As Evie continues to cry into his shoulder, all he can think about now is Dora, pregnant: she always became plump and he loved her that way. She was embarrassed by how she ate constantly, but it was endearing to him. The only time she allowed herself to lose control. He would come into the dining room in the morning, find her with crumbs on her dress, her fingers shining with butter or bacon fat, hurriedly wiped from the pan with her fingers. She was often uncomfortable, with aching hips and sciatica, but she would still place his hand on her stomach before bed, pressing his palm in harder than he ever would have. ‘Hello, baby,’ they would say, over and over. It moved far more than he had expected, ever-present yet alien.
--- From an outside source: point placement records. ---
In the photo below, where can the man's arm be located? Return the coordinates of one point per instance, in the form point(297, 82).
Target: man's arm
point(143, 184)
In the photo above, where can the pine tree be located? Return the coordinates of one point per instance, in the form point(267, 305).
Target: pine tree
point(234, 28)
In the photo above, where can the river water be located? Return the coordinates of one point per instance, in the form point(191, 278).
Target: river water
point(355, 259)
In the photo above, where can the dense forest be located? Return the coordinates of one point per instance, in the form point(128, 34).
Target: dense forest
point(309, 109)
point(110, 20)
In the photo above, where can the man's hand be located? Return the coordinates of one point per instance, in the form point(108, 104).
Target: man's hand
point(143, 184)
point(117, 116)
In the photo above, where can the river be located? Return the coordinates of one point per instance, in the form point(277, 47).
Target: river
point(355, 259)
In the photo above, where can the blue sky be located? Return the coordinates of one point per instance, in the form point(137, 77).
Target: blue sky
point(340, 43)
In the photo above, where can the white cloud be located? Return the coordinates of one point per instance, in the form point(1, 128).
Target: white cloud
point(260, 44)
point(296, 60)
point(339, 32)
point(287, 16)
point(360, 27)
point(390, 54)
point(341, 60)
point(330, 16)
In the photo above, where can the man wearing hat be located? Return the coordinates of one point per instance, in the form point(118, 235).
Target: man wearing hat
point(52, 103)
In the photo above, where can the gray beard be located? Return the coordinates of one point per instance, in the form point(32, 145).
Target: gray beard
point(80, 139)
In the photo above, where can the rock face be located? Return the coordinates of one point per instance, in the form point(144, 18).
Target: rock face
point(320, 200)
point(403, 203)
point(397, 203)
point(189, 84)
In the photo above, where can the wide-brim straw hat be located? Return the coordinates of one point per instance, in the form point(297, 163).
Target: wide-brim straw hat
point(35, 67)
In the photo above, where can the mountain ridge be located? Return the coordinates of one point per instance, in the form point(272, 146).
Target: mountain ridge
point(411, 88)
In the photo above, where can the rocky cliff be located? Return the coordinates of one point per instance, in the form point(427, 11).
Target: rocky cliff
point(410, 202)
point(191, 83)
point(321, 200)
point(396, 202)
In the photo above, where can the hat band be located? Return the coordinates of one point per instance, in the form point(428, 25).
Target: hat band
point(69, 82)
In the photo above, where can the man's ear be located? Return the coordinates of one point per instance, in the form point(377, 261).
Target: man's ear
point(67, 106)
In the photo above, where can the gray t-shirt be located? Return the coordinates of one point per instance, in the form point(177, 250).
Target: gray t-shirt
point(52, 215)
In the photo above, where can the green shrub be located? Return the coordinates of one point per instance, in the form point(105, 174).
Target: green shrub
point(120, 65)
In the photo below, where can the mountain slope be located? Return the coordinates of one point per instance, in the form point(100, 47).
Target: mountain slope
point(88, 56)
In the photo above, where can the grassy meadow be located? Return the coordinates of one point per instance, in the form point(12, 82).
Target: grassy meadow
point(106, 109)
The birth took too long. Three other fathers came and went, and occasionally a nurse appeared to say that things were not progressing well, the baby would not ‘descend.’ (Through his anxiety: the image of a tiny baby at the top of some stairs, a crowd of people in hospital whites at the bottom trying to coax it down.) In the end, Dora was cut open, which she said afterwards had been a relief—the drugs let her sleep. It seemed unfathomable—a human inside a human, the expectation that you could exit any other way but through a bloody, gaping wound. The preposterous physics of it all! Two days later, the incision was still oozing. An anxious nurse called for the surgeon. Evisceration. Bowels protruding from muscle just beneath the skin. They said she would have died had they not caught it quickly. Died? A hundred years ago maybe, but not now. Surely not now. He’d never been so afraid as when they wheeled her back into the operating room. But the rupture was tidily repaired and once she was out of recovery, she held their sleeping baby for a full half-hour. Even through the subsequent infection, she only cried when she thought he wasn’t looking. She kept saying it was all worth it. A few months after Luiza was born, he had to leave them both to go to war.